[PATCH] D40333: Separate LoopTraversal and BreakFalseDeps out of ExecutionDomainFix into their own files

Fri Dec 1 11:55:51 PST 2017

MatzeB added inline comments.

================
Comment at: include/llvm/CodeGen/BreakFalseDeps.h:1-18
+//==- llvm/CodeGen/BreakFalseDeps.h - Break False Dependency Fix -*- C++ -*-==//
+//
+//                     The LLVM Compiler Infrastructure
+//
+// This file is distributed under the University of Illinois Open Source
+// License. See LICENSE.TXT for details.
+//
----------------
Is there a need to make the whole class public in a header? It feels to me like a `FunctionPass *createFalseDependencyPass();` in include/llvm/CodeGen/Passes.h should be enough here so the class definition and all the details can remain in BreakFalseDeps.cpp.

================
Comment at: include/llvm/CodeGen/BreakFalseDeps.h:36
+
+class BreakFalseDeps : public MachineFunctionPass, LoopTraversal {
+private:
----------------
myatsina wrote:
> MatzeB wrote:
> > This is probably a bad use of inheritance. Saying "BreakFalseDeps is a LoopTraversal" feels odd. I believe this could be rewritten so that LoopTraversal is subclassed separately inside BreakFalseDeps.cpp without making it a supertype of BreakFalseDeps itself.
> 
> Both BreakFalseDeps and ExecutionDomainFix traverse the basic blocks in a special way.
> The LoopTraversal provides the traversal algorithm and methods that allow inheriting passes to handle instructions, handle BBs, etc.
> Do you have a better suggestion on how to do it without duplicating the traversal logic in both passes?
Factoring out the common logic makes a lot of sense and is a good thing.

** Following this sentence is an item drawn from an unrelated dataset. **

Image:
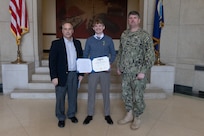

I was mainly wondering about using subclassing as a tool to get there.

In this case it could be as simple as a single function as the public interface:
```
void dominanceLoopTraversal(MachineFunction &MF,
                            std::function<void(MachineBasicBlock *, bool)> runOnBasicBlock);
```

For the implementation you could still use a class (in the .cpp file) if that feels easier:

```
class LoopTraversalImpl {
  std::function... runOnBasicBlock;
  LoopTraversalImpl(std::function... runOnBasicBlock) : runOnBasicBlock(runOnBasicBlock) {}
  // ...
  void traverse(MachineFunction &MF) { /* as existing */ }
};

void dominanceLoopTraversal(MachineFunction &MF,
                            std::function<void(MachineBasicBlock *, bool)> runOnBasicBlock) {
  LoopTraversalImpl Traversal(runOnBasicBlock);
  Traversal.traverse(MF);
}
```

================
Comment at: include/llvm/CodeGen/BreakFalseDeps.h:82
+private:
+  // Dependency breaking.
+  bool pickBestRegisterForUndef(MachineInstr *MI, unsigned OpIdx,
----------------
myatsina wrote:
> MatzeB wrote:
> > It's usually easiest to just document the functions with `///` doxygen comments instead of forming groups of methods.
> > 
> > If you really want to form groups, the correct doxygen syntax would be:
> > ```
> > /// \name Dependency Breaking
> > /// \{
> > ...
> > /// \}
> > ```
> > 
> Some of these methods are documented in the cpp file.
> This is how they were originally documented when they were part of the ExecutionDepsFix pass.
> Do you think we take this refactoring a a chance to move all method documentation to the header file?
Having the documentation for private methods in the cpp file is fine. But then I'd be consistent and not have something like `// Instruction processing.` here which looks like documentation about the function.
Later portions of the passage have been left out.